Orchestration of data processing tasks to power the Open Skills API

Dependencies

  • Postgresql database (tested on 9.5 but could work on earlier version)
  • Elasticsearch (5.x) cluster

Getting Started

  • Create virtualenv (ie virtualenv -p /usr/bin/python3.4 venv)

  • Install requirements: pip install -r requirements.txt and pip install -r requirements_dev.txt

  • Copy config/api_v1_db_example.yaml to config/api_v1_db_config.yaml and modify with your Postgres DB information

  • Upgrade database: alembic upgrade head

  • Quick airflow setup and run webserver: sh airflow_setup.sh

  • Upon completion of the prior task, the airflow webserver will launch.
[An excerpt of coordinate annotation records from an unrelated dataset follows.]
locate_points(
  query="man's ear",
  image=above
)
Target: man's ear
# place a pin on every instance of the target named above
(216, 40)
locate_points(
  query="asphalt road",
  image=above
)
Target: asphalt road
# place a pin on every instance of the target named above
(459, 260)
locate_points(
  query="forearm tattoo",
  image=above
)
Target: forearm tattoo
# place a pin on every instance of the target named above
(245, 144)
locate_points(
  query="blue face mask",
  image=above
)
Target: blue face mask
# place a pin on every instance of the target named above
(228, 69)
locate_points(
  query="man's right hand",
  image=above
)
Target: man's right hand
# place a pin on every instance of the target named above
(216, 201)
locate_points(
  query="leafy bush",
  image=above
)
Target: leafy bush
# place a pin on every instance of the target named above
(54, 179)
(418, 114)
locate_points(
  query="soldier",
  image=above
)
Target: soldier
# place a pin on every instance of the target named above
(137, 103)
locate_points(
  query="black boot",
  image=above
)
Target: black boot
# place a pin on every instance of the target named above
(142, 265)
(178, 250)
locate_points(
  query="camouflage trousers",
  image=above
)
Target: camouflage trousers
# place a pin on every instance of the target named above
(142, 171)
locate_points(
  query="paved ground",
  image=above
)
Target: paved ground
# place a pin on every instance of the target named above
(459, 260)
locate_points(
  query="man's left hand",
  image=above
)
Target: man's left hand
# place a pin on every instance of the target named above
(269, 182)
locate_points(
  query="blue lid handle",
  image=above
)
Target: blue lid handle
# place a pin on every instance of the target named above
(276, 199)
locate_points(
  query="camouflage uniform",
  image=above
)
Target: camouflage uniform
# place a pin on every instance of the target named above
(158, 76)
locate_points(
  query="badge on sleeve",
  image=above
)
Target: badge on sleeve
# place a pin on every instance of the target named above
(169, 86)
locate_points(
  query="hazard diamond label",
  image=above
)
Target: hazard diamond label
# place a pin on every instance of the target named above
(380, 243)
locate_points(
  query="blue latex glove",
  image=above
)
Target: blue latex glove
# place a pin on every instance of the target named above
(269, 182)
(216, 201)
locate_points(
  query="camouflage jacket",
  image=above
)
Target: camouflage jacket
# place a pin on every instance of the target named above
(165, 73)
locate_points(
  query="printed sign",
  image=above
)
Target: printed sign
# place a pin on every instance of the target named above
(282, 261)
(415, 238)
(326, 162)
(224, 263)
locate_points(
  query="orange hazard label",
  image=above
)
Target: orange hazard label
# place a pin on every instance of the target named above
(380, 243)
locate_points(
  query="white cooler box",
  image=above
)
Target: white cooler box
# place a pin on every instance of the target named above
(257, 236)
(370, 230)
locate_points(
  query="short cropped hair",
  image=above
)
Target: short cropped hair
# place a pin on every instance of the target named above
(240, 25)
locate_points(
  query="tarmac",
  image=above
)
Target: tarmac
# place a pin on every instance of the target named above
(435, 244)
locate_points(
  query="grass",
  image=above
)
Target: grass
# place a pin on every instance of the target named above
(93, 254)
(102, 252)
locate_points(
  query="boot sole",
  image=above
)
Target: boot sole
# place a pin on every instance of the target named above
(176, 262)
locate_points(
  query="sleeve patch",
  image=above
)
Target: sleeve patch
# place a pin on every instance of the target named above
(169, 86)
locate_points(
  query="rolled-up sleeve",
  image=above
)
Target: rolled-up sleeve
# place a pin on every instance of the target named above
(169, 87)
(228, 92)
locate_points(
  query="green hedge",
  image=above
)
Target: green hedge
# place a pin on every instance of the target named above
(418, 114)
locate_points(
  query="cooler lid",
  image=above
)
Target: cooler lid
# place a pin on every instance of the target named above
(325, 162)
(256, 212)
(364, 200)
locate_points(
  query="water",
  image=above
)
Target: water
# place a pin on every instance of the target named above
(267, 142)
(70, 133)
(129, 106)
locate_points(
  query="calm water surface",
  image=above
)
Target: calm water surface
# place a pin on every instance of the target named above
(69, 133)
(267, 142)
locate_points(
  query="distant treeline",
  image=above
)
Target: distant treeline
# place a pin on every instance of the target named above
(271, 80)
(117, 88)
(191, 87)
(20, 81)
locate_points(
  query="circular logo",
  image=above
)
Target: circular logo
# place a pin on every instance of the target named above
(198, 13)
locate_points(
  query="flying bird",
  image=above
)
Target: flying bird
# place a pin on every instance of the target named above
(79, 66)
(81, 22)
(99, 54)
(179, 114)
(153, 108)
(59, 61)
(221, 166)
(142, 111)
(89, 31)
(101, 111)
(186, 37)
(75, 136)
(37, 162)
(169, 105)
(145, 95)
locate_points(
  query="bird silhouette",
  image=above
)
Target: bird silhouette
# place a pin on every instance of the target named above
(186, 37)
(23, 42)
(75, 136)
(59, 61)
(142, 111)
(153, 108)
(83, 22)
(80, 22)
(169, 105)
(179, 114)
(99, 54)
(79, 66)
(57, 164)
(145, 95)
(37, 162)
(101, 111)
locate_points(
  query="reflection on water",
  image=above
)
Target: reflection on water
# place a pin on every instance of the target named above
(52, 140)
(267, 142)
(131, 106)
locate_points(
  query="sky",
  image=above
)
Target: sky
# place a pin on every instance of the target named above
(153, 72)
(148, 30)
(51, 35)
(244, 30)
  • Modify the config file to match locations of needed data:

onet:
    s3_path: # an s3 path (starting with bucket) to an ONET extract
    cache_dir: # the required relative local directory for caching ONET data
job_postings:
    s3_path: # an s3 path for common schema job postings
labeled_postings:
    s3_path: # an s3 path to output job postings with labeled skills
output_tables:
    s3_path: # an s3 path to output tabular data
local_mode: False # whether or not to no-op all s3 communication
output_folder: # a relative local directory for outputting tabular data
normalizer:
    es_index_name: # name of desired elasticsearch normalizer index name
    titles_master_index_name: # name of desired job title index name
raw_jobs_s3_paths:
    XX: 'some-bucket/jobs/dump/' # key is partner code, value is s3 path to partner's s3 path
usa_jobs_credentials: # if you want to sync USAJobs data, include your API key information
    auth_key: 'akey'
    key_email: 'anemail@email.com'
airflow_contacts: # a list of email addresses to send errors to
    - myemail@email.com
  • For the elasticsearch indexing tasks to work, you will also need to define the ELASTICSEARCH_ENDPOINT environment variable to an elasticsearch 5.0 endpoint, and the PYTHONPATH environment variable (should set to '.').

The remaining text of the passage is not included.